Does dropout intensity depend on input or output of layer?

In the Understanding Dropout lecture, professor Ng mentions in an example that the 2nd layer of an NN has many weights (7x7 i.e. 7 input & 7 output), hence it needs a lower keep_prob (0.5) to regularize it more.

  • Am I correct in saying that this layer needs more regularization more because of its high number of input node (7), and not necessarily the number of output nodes (also 7)? This is because earlier on in the lecture, he explained that dropout spreads out the weights across the the input nodes (using an example of a node with multiple input, each with an associated weight). In other words, dropout seems to primarily affect the input weights of the layer.

  • Does this also mean that the layer 3 (3x7 weight matrix) also needs more regularization/lower keep_prob value (perhaps also 0.5, rather than the 0.7 shown in the lecture)? This is because this layer also has a high number of input nodes (7).

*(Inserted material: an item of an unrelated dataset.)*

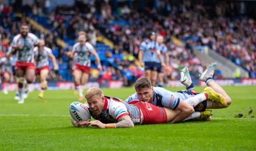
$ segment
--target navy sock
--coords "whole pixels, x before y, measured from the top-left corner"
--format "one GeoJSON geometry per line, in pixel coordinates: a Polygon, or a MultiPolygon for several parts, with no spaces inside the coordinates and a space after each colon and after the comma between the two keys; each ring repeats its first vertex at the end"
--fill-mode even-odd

Thank you in advance for helping clarify my confusion!

Hi, @chemgeostats !

You’re right about increasing the ratio of dropped weights when you need more regularization. That is the basic concept. Nonetheless, and you will see it when you advance through the course, a ~50 weights layers is far from having many weights. You can check efficientnet or resnet with layers that have millions of weights.

Therefore, adjusting the dropout ratio is more of an art sometimes when you need to optimize it for your particular case, although you can see some basic patterns and logic underneath.